Our take on hygiene and cleanliness is not just restricted to the physical aspect but also the psychological conundrums that the lack of these, throw up.

Apart from Mumbai, which other cities/ towns is this initiative targetting?
As evinced by the name, the on-ground activation of Chakachak Mumbai is currently limited to this metropolis. The subservient campaign that we had initiated, as a series of social experiments, amplified through the digital medium – #GetAngry Project – however, transcend geographical boundaries.

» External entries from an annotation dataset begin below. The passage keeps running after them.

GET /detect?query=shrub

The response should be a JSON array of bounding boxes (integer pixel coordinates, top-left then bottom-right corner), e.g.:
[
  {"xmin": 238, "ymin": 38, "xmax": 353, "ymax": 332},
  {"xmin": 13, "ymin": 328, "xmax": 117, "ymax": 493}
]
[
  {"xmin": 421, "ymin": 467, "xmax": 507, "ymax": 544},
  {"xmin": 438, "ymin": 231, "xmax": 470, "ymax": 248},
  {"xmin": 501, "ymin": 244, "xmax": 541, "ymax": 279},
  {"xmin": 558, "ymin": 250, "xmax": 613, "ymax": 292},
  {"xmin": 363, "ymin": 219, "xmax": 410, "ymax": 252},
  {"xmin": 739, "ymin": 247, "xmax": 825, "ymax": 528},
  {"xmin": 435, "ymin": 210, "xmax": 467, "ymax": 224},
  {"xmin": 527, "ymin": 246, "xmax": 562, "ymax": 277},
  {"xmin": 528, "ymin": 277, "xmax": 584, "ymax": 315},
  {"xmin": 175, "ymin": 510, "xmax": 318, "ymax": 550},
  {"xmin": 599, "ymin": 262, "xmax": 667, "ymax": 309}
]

You are heading this initiative. How did you get involved in this?
As the Communications Head of the entire network, I’d often been involved in the various pro-social campaigns that individual brands of Viacom18 conducted. So in a sense I had already been initiated. When the opportunity to lead the network CSR initiative came, it seemed only natural to accept it.

A 3-film campaign has also been launched as part of this initiative. Please elaborate on the concept and the insight behind these videos.
While the primary audience of our CSR initiative is the residents of the four slums in Andheri where the groundwork is currently focused, the larger audience comprises all Indians who are capable of distinguishing the clean from the unclean. All of us, in ways unique to our socio-economic segmentation, can champion the cause of a Clean India. It follows that such a diverse audience needs to be addressed in sharply segmented ways. Hence, while Chakachak Mumbai is the direct overarching campaign that comprises both on-ground and in-mind interventions, #GetAngry Project is the subservient communication campaign focused solely on enhancing positive behavior change.

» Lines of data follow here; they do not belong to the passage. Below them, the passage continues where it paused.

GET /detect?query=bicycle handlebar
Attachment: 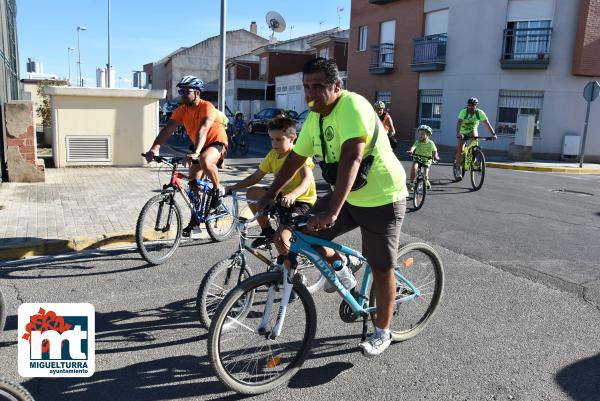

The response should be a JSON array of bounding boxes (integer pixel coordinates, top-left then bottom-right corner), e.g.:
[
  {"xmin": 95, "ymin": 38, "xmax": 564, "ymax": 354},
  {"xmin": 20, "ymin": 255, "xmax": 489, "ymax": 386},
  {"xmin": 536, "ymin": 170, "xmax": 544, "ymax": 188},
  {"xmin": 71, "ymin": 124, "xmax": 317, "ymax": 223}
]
[
  {"xmin": 463, "ymin": 135, "xmax": 494, "ymax": 141},
  {"xmin": 141, "ymin": 153, "xmax": 183, "ymax": 165}
]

The way I see it, hygiene manifests both as a physical and a psychological entity. The moment one starts thinking clean, one starts being clean. Between these two states, and by addressing them through two diverse media, we had the two distinct audiences covered. As we scale up the initiative, we could look to diversify the media to amplify the idea.

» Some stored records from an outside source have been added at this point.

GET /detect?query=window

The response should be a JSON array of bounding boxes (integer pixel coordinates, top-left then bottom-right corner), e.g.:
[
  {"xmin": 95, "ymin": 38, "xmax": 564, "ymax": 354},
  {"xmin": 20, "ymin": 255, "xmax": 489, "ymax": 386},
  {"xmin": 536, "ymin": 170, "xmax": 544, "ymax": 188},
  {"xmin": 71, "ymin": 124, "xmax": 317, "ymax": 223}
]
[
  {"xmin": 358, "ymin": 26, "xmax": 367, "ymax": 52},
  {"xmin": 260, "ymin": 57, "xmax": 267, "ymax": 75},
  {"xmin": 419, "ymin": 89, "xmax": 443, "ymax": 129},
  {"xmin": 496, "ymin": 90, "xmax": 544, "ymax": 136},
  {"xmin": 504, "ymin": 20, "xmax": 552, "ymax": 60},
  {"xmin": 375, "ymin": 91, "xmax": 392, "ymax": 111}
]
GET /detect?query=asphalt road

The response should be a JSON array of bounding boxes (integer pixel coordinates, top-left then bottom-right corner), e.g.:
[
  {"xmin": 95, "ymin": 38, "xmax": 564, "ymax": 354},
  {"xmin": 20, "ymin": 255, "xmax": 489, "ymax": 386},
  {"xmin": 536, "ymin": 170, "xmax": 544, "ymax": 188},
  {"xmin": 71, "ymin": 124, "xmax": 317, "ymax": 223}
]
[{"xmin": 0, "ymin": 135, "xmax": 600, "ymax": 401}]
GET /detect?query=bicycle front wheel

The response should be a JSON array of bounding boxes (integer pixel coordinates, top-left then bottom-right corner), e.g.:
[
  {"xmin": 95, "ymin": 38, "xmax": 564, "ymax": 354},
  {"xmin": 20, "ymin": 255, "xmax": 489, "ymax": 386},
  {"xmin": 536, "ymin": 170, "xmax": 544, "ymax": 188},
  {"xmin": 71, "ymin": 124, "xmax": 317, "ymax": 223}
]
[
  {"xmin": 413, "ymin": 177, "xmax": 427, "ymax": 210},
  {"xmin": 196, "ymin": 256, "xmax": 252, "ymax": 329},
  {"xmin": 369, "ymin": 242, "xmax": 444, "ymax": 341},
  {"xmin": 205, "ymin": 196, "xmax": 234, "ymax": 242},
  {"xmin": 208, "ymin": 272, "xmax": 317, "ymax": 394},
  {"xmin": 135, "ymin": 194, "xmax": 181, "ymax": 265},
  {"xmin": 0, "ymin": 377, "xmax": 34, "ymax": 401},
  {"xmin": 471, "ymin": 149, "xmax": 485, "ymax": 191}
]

Usually people tend to switch off when the campaign is too preachy or too negative. How has Viacom18 avoided that and kept the people engaged?
The idea was not to play judge or a sermonising figure, rather explore what cleanliness meant to us in our regular lives. To that end, we conducted a series of social experiments released the videos on social media with the intent to monitor and learn from the conversations that they would generate. 2.5 million views on Facebook and a Twitter trend later, we now have a rich bank of insights to mine through!

The #GetAngry Project started out as an experiment to validate certain takeaways from our research findings. Given the overwhelming response it has generated, we would like to build upon this momentum to carry forward the overarching Chakachak Mumbai campaign and its underlying thought of “the road to prosperity lies through cleanliness”.

Areas like hygiene and responsibility towards one’s surroundings require huge attitudinal and behaviourial change. Do you think initiatives like Chakachak Mumbai and #GetAngry Project are adequate to bring about that change? What more needs to be done?
In isolation, a social initiative is hardly enough to bring about a meaningful mass behaviorial change. The efficacy of such initiatives lie in their power to build a cohesive momentum that can mobilise enough people to act as agents of change.

Through Chakachak Mumbai and #GetAngry Project we’ve tried to initiate our contribution in kickstarting this momentum. It is only through perseverance that we can attain the critical mass needed to usher in meaningful winds of change.

What next have you planned as part of this initiative? Where do you go from here?
One of the primary motivations for us was to leverage our storytelling capabilities to bring in effective behavior change communication. To attain the dream of Swachh Bharat we need a behaviorial change programme that communicates the reasons and benefits of an India that is clean in both mind and body. We have just begun communicating this through our underlying BCC theme – the road to prosperity lies through cleanliness. We intend to continue building on this theme, both at micro and macro levels, through our on ground interventions and BCC campaigns.

The place to go is defined pretty well – a cleaner, healthier and prosperous India. It is the journey that we wish to define!